The demo README has a walkthrough for exercising rollouts, rollback, and evidence collection once the VMs are up.

Architecture

Fleet repo (your config)

| consumes

NixFleet framework (mkHost API)

| imports

nixfleet-scopes (17 scopes, 4 roles, 6 disk templates)

nixfleet-compliance (16 controls, 4 frameworks)

| builds

NixOS/Darwin systems

| deployed via

Agent (per machine) <-> Control Plane (orchestrator)

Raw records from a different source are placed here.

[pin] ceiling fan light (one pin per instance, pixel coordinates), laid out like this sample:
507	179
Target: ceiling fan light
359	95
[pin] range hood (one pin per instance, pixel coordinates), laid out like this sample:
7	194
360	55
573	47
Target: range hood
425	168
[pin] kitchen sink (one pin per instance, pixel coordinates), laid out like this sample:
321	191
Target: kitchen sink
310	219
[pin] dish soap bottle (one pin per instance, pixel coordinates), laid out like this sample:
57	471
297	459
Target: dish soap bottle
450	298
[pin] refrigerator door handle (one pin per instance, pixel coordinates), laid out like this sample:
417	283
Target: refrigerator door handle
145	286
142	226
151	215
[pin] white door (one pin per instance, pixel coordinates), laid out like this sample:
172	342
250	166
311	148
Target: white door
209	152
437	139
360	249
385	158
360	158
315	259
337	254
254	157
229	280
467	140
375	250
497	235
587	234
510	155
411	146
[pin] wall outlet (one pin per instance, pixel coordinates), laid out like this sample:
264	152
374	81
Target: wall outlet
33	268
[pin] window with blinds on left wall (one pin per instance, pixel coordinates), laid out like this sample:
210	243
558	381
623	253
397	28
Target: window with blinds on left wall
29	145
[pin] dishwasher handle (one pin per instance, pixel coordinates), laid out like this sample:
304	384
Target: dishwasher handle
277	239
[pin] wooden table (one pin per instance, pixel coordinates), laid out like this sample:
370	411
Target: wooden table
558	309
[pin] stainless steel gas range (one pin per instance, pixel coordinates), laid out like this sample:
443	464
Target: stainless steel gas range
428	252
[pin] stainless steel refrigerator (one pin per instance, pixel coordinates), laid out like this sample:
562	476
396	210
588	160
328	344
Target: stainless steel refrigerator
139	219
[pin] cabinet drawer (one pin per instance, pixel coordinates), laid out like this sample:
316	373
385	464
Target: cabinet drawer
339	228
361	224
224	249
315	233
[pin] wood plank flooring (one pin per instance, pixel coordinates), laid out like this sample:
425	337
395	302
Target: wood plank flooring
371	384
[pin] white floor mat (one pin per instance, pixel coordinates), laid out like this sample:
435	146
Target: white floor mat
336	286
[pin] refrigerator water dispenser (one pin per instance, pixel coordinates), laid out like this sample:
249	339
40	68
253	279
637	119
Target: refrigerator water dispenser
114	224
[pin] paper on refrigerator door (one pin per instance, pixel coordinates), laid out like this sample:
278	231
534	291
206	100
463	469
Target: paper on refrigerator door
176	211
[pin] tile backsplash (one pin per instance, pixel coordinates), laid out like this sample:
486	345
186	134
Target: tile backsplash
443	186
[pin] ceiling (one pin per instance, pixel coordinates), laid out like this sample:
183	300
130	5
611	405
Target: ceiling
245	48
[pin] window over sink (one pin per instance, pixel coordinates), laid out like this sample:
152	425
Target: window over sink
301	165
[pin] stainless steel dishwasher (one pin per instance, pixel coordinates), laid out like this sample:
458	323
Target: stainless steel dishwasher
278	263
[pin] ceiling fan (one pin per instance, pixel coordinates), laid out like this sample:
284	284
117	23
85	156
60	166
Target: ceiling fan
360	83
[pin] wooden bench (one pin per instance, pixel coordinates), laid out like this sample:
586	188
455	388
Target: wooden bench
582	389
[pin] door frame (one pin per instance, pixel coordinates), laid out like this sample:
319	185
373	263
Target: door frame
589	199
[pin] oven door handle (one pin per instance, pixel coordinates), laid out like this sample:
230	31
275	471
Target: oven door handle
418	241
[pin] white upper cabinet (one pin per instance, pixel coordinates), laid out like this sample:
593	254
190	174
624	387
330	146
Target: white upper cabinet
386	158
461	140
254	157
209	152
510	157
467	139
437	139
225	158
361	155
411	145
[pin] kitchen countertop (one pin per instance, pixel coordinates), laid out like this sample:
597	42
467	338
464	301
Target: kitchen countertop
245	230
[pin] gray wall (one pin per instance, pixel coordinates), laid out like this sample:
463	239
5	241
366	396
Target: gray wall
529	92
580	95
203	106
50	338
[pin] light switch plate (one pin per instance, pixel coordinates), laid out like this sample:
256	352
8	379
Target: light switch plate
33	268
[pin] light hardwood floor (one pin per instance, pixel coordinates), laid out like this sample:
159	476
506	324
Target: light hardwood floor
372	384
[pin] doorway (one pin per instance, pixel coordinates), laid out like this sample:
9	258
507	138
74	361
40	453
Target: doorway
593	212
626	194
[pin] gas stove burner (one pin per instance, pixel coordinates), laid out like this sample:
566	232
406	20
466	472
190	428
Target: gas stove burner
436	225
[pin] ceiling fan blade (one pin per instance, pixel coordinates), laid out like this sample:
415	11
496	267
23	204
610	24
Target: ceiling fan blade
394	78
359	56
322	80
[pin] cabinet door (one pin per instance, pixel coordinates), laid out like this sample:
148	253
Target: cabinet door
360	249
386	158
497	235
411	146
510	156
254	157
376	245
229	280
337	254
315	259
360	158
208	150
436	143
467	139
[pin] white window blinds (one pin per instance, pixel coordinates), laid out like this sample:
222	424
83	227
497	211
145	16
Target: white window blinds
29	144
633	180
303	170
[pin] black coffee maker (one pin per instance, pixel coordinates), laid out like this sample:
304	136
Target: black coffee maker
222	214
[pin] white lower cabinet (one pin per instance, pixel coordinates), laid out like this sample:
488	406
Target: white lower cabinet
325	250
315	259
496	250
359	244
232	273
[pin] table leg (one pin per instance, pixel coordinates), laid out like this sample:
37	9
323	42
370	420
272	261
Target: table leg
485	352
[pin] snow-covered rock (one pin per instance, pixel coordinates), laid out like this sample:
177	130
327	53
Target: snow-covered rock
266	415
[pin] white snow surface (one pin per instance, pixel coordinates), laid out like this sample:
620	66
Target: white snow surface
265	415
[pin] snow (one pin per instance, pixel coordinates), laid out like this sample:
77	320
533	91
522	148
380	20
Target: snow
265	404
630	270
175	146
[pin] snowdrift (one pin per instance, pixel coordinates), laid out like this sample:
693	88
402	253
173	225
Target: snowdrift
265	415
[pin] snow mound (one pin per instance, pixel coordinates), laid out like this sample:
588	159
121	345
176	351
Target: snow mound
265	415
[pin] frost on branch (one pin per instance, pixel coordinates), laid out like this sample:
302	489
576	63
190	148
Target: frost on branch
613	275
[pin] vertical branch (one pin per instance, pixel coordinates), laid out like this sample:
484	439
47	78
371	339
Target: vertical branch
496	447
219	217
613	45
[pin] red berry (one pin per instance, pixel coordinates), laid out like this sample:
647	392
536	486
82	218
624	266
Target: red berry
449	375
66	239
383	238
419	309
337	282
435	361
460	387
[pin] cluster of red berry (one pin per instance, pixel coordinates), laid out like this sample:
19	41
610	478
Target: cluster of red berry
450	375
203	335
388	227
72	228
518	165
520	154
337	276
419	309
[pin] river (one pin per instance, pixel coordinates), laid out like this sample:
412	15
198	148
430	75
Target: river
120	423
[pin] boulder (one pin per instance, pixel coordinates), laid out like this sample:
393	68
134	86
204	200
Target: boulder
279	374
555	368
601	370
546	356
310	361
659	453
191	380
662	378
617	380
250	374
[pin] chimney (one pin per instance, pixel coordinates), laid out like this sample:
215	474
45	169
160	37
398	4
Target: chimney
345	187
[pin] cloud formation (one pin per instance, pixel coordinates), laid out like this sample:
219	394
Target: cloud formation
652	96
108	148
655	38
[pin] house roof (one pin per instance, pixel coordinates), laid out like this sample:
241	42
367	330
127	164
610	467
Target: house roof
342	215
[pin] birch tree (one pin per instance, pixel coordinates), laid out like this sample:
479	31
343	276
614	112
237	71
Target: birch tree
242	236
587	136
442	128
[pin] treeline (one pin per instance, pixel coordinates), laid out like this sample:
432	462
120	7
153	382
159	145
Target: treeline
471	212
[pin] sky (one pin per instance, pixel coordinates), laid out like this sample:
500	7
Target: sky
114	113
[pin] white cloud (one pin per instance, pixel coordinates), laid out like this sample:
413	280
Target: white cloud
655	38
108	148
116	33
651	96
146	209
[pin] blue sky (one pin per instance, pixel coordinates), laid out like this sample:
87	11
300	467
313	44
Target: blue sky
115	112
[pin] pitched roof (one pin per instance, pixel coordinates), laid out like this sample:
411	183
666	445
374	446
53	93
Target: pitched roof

The agent is a Rust binary that polls the control plane, applies generations, runs health checks, and reports status. Seven states: Idle, Checking, Fetching, Applying, Verifying, RollingBack, Reporting. The control plane orchestrates rollouts via immutable release manifests, tracks machine state, and provides a REST API with 23 endpoints. The CLI supports both control-plane and direct SSH deployment modes, with --json output for automation.

Links

• Repository: GitHub - arcanesys/nixfleet: NixOS fleet management framework · GitHub

• Scopes: GitHub - arcanesys/nixfleet-scopes: Reusable scopes, roles, and disk templates for NixFleet · GitHub

• Compliance: GitHub - arcanesys/nixfleet-compliance: Regulatory compliance controls for NixOS · GitHub

• Demo fleet: GitHub - arcanesys/nixfleet-demo: Reference fleet demonstrating NixFleet · GitHub

• Documentation: NixFleet - NixFleet Documentation

• Architecture decisions: See docs/adr/ in the repo

Status

Tagged v0.1.1. Framework, agent, and CLI are MIT; control plane is AGPL. The framework, orchestration layer, and compliance controls are functional: binary cache (harmonia), MicroVM host, backup backends, and rollout policies are all implemented. Test coverage includes 12 VM scenarios plus eval tests for shipped modules.

We are looking for early adopters managing 3+ NixOS machines. Feedback on the mkHost API shape, the rollout model, and the evidence mapping format is especially useful.

Feedback welcome here or as GitHub issues.